Unfortunately, instead of diving into gothic terror or exotic thrills, the film meanders like a hungover tourist. Morocco, with all its potential for atmosphere and mystery, is reduced to background stock shots and a couple of camel noises. Paul mopes, stares off into the middle distance, and mutters his way through scenes like a man who just realized his vacation package didn’t include breakfast.

The horror angle comes from Marissa, who’s supposed to embody the allure of death. Instead, she’s just mildly sultry and shows up like an underpaid lounge singer between cutaway shots of Moroccan ruins. When the film tries to suggest supernatural menace, it mostly feels like someone left the dimmer switch too low. The title promises The Hand of Night, but what we get feels more like The Limp Wrist of Mildly Inconvenient Twilight.
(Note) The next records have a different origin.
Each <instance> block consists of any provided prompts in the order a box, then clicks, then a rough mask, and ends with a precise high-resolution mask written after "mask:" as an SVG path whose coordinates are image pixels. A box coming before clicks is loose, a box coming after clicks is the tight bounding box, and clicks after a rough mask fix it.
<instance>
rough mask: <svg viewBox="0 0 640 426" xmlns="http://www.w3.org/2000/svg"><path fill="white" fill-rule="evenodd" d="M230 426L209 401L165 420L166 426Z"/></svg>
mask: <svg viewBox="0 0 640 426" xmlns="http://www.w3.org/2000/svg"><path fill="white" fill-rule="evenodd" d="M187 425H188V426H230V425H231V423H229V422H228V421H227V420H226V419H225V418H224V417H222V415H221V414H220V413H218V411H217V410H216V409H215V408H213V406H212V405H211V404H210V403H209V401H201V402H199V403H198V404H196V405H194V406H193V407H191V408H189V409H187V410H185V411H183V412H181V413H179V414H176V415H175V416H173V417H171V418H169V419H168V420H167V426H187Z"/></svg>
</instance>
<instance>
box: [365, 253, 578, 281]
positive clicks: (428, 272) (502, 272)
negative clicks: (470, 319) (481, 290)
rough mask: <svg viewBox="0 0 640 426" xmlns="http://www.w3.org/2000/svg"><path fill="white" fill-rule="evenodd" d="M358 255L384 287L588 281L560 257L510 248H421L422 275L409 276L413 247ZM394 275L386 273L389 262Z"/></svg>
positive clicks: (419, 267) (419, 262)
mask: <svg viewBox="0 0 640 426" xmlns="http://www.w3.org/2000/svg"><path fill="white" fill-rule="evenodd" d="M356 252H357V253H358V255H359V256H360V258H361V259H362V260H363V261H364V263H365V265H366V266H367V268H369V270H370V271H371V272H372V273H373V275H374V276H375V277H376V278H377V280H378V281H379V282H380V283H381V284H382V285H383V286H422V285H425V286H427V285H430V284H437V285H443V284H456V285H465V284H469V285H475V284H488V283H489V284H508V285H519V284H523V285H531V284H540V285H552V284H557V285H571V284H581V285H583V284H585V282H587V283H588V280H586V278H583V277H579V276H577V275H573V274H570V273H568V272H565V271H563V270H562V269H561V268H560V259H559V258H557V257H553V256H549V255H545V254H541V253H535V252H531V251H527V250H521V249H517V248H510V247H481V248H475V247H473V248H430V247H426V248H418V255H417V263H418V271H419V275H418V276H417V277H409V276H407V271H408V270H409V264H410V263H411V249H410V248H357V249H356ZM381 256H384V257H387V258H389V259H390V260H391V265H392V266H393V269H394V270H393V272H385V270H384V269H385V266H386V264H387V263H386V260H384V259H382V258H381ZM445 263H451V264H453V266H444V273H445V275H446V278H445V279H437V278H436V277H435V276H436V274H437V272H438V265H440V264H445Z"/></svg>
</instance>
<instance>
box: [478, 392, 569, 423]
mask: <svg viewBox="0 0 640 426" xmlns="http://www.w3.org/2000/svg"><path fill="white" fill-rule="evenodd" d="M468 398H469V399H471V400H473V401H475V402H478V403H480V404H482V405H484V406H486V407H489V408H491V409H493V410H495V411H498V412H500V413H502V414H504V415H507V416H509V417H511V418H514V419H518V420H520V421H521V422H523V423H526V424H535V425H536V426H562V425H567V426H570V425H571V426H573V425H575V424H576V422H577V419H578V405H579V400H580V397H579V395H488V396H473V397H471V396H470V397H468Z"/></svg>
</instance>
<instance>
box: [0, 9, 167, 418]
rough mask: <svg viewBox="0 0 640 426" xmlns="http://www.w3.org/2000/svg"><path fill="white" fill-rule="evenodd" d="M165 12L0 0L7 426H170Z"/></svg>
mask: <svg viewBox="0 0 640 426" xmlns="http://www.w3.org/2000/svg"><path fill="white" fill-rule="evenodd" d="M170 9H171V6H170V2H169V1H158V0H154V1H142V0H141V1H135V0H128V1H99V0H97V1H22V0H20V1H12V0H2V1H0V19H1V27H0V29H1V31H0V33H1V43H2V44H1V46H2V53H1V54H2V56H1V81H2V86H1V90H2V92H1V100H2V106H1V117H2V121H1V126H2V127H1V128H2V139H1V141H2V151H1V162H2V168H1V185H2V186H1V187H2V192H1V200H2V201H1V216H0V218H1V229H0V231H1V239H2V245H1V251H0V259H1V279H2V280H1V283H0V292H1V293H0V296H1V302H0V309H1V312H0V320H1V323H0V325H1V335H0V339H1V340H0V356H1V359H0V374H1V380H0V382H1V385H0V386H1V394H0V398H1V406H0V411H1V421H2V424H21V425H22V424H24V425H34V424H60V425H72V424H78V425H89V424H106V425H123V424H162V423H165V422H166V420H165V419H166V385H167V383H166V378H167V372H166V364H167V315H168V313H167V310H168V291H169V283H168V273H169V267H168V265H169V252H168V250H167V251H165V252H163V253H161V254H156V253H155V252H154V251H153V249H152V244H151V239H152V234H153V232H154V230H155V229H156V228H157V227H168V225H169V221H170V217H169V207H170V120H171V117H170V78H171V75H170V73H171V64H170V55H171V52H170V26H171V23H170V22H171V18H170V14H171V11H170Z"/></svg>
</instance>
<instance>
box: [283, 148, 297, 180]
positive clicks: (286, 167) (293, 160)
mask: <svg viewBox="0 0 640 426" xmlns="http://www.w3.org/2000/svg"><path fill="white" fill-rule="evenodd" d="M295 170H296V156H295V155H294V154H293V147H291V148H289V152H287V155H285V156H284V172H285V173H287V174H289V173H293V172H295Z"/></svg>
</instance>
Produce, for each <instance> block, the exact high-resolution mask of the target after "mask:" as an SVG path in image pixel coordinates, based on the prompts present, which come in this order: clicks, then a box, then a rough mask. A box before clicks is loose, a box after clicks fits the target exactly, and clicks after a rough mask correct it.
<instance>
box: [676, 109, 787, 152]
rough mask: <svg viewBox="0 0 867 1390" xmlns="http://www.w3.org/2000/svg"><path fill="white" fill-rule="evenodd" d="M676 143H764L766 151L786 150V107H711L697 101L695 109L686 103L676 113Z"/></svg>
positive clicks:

William Sylvester, best remembered as the guy who annoyed HAL 9000 in 2001: A Space Odyssey, spends the entire film looking as if he regrets signing the contract. Diane Clare seems trapped in a permanent state of “earnest but forgettable,” while Aliza Gur smolders just enough to remind you that she once had more charisma in five minutes of From Russia with Love than she does in ninety minutes here.

The pacing? Imagine watching a candle burn down in real time, but someone occasionally whispers “Morocco” to remind you this is supposed to be exotic.

Verdict: The Hand of Night wants to be a moody gothic romance about grief and temptation, but it’s so lethargic that even the specter of death feels like it hit the snooze button. A horror film with the pulse of a lukewarm cup of tea.